Le matériel qui fait la différence sur le sentier côtier
Le bon équipement doit surtout supporter l’humidité et les changements rapides de météo. Je privilégie des chaussures déjà rodées, une veste imperméable respirante, deux paires de chaussettes techniques et un sac dont le poids chargé reste raisonnable.
- Chaussures avec une semelle accrocheuse et un maintien adapté au terrain.
- Veste imperméable réellement conçue pour plusieurs heures sous la pluie.
- Sac de 35 à 50 litres selon le niveau d’autonomie recherché.
- Réserve d’eau d’au moins 1,5 litre, davantage lors des étapes isolées ou chaudes.
- Batterie externe pour le téléphone et la navigation.
- Trousse de soins avec pansements contre les ampoules, désinfectant et traitements personnels.

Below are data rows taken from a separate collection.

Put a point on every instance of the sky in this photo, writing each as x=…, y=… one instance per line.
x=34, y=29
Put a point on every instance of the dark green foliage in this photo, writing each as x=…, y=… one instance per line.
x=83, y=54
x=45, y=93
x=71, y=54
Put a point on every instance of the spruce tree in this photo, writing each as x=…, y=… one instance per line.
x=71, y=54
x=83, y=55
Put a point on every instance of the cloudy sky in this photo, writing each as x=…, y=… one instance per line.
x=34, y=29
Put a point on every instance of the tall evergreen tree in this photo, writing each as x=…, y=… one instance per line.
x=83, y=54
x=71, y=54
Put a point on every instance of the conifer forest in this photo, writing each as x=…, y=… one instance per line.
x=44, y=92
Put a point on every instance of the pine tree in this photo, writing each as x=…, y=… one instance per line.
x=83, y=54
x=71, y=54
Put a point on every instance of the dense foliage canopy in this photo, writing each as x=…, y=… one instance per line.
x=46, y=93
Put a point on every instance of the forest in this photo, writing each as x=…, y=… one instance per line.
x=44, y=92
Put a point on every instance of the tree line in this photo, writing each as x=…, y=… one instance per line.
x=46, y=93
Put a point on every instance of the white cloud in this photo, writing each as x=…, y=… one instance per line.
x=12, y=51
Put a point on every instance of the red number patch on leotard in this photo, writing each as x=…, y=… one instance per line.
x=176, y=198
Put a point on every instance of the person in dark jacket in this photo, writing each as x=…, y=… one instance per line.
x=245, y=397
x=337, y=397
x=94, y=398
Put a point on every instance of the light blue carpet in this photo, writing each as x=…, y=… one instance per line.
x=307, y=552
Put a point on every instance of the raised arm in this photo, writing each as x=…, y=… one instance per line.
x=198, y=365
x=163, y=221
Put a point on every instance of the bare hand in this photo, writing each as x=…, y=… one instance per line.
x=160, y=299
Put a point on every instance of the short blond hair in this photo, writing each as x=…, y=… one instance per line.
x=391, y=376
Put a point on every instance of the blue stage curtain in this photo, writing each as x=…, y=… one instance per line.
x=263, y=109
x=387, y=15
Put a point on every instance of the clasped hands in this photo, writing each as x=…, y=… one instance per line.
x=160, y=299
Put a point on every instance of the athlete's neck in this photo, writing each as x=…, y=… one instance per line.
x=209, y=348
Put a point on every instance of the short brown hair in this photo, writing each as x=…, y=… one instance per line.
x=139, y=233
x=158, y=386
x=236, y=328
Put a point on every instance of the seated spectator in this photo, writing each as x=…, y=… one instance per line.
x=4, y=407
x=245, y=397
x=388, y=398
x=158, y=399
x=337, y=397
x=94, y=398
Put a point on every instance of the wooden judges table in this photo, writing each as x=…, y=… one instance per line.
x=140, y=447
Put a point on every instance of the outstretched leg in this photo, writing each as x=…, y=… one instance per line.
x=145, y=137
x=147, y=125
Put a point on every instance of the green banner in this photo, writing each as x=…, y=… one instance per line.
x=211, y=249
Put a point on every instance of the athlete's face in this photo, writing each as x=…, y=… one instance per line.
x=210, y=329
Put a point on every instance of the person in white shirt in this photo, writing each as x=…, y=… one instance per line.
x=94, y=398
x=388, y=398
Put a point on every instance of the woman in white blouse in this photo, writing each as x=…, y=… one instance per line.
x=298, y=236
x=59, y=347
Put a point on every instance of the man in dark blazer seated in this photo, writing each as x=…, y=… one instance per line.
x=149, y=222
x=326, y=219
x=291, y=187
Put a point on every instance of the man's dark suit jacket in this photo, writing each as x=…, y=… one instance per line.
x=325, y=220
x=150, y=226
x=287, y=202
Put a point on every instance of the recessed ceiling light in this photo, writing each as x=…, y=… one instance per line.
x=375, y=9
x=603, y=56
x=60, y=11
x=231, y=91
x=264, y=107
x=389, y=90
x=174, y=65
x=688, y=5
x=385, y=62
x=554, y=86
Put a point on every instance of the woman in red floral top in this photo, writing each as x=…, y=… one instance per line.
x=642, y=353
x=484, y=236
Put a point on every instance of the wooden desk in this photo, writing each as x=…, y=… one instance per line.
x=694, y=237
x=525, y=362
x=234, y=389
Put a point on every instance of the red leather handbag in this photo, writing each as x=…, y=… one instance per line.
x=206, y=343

Je déconseille de partir avec du matériel neuf sur une longue section. Une couture qui lâche ou une chaussure qui provoque une ampoule après 30 kilomètres peut transformer une belle étape en problème sérieux dès le lendemain.
La navigation mérite aussi une attention particulière. Le balisage blanc et rouge aide beaucoup, mais je garderais une carte hors ligne, car les falaises, les vallées et les zones boisées peuvent réduire la couverture téléphonique.
Les difficultés souvent sous-estimées
La météo bretonne est la première variable à surveiller. Une journée de pluie et de vent peut faire chuter la vitesse, augmenter le risque de glissade et rendre les vêtements plus lourds. À l’inverse, plusieurs jours de soleil exigent davantage d’eau et de protection contre les UV.
Certains passages proches de l’estran, des ports ou de petites traversées peuvent aussi être influencés par les marées et les conditions locales. Je vérifie toujours les informations communales avant de m’engager sur une variante côtière, surtout après une tempête ou un éboulement.
Enfin, le ravitaillement n’est pas régulier sur toute la longueur du parcours. Une étape qui paraît courte sur la carte peut demander un détour jusqu’à un commerce ou un hébergement. Prévoir une marge alimentaire de 24 heures est une précaution simple qui évite bien des complications.
Le meilleur chrono donne surtout une autre façon de lire le GR34
Le temps de 18 jours et 22 heures montre les limites extraordinaires de l’endurance humaine, mais il ne constitue pas un objectif pertinent pour la majorité des marcheurs. Pour profiter du sentier, je préfère retenir une progression de 20 à 30 kilomètres par jour, avec du temps pour récupérer et observer le littoral.
La vraie réussite consiste à adapter le projet à son niveau, à son équipement et à la saison. Le record inspire, tandis que la préparation réaliste permet de terminer l’itinéraire dans de bonnes conditions et de garder du plaisir jusqu’à Saint-Nazaire.